Comment by palmfacehn
19 hours ago
My impression is that there's less effort for them to go directly to headless browsers. There are several foot guns in using a raw HTML parsing lib and dispatching HTTP requests. People don't care about resource usage, spammers even less and many of them lack the skills.
Most black hat spammers use botnets, especially against bigger targets which have enough traffic to build statistics to fingerprint clients and map out bad ASNs and so on, and most botnets are low powered. You're not running chrome on a smart fridge or an enterprise router.
True, but the bad actor's code doesn't typically run directly on the infected device. Typically the infected router or camera is just acting as a proxy.
There are ways to detect that and it will still require a lot of CPU and ram behind the proxies.
Chrome is probably the worst browser possible to run for these things, so it's not the basis for comparison.
We have many smaller browsers, that run javascript, that work on low powered devices as well.
Starting from webkit and stripping down the rendering parts just to execute JavaScript and process the DOM, the RAM usage would be significantly lower.
A major player in this space is apparently looking for people experienced in scraping without using browser automation. My guess is that not running a browser results in using far fewer resources, thus reducing their costs heavily.
Running a headless browser also means that any differences in the headless environment vs. a "headed" one can be discovered, as well as any of your Javascript executing within the page, which significantly makes it difficult to scale your operation.

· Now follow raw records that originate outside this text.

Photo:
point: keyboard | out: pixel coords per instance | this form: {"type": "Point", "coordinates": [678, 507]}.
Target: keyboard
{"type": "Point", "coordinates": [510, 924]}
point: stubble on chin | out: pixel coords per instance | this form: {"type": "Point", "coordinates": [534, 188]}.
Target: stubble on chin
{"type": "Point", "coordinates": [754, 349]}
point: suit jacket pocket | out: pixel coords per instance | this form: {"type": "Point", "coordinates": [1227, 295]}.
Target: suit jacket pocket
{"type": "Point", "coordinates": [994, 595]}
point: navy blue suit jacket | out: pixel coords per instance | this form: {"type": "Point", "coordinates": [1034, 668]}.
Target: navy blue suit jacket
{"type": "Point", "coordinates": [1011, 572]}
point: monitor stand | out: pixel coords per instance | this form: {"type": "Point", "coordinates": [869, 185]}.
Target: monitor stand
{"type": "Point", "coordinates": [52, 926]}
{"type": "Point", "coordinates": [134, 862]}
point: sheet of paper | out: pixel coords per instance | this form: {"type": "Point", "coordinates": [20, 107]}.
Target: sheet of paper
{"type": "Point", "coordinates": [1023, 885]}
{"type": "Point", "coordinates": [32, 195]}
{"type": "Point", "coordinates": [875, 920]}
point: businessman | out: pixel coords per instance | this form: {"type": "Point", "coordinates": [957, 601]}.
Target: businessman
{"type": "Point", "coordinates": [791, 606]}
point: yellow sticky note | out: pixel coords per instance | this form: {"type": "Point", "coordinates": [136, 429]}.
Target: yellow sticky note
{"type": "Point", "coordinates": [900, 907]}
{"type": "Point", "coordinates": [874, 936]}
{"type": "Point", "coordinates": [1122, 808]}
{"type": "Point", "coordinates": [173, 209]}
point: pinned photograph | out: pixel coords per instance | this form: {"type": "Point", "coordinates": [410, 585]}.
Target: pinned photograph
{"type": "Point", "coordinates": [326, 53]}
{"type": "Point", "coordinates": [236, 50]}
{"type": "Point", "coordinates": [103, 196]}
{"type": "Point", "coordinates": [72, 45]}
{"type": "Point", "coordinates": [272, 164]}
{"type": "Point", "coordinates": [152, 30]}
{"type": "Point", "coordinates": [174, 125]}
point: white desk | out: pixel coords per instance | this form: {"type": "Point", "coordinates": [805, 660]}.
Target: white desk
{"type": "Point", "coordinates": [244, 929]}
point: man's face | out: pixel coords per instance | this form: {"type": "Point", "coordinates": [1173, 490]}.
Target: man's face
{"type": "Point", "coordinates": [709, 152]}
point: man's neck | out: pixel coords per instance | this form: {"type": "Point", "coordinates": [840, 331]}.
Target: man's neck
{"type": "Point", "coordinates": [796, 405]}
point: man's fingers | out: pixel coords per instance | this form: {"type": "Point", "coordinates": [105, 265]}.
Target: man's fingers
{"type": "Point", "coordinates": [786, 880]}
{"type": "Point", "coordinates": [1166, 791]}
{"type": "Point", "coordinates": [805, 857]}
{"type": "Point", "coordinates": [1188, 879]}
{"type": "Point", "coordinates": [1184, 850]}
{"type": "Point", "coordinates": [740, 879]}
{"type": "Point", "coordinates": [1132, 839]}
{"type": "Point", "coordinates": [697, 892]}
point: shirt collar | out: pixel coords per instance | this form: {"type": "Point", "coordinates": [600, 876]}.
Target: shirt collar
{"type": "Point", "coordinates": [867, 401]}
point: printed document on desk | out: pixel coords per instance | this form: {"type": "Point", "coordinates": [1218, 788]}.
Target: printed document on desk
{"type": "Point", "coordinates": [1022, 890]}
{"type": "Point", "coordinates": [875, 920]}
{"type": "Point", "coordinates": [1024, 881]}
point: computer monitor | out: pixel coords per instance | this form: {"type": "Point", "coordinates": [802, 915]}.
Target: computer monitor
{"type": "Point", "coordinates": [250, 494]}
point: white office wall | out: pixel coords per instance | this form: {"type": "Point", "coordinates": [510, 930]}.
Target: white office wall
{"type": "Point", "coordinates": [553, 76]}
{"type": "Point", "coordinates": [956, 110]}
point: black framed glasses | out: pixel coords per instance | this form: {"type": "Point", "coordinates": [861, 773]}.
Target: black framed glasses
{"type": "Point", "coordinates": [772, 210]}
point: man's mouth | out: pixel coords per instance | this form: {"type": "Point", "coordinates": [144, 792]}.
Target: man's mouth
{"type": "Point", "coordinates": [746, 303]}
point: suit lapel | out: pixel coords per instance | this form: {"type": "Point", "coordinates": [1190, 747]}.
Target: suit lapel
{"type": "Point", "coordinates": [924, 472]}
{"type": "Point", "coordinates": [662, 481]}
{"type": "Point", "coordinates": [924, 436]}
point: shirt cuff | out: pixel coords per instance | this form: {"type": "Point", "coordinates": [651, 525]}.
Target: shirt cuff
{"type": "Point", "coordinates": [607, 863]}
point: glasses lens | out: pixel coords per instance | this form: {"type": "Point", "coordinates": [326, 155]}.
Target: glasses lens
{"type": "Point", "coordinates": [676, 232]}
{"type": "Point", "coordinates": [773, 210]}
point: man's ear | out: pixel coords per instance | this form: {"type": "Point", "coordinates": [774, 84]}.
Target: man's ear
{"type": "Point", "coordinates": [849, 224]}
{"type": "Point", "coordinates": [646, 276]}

My experience is that headless browsers use about 100x more RAM, and at least 10x more bandwidth and 10x more processing power, and page loads take about 10x as long time to finish (vs curl). Though these numbers may be a bit low, there are instances you need to add another zero to one or more of them.
There's also considerably more jank with headless browsers, since you typically want to re-use instances to avoid incurring the cost of spawning a new browser for each retrieval.
Is it possible to pause a VM just after the browser has started up? Then map it as copy-on-write memory and spin up many VMs from that "image".
2 replies →
On the other hand you need to be able to do basics like match the headers, sometimes request irrelevant resources, handle malformed documents, catch changing form parameters, and other gotchas. Many would just copy the request from the browser console.
The change rate for Chromium is also so high that it's hard to spot the addition of code targeting whatever you are doing on the client side.
so much more expensive and slow vs just scraping the html. It is not hard to scrape raw html if the target is well-defined (like google).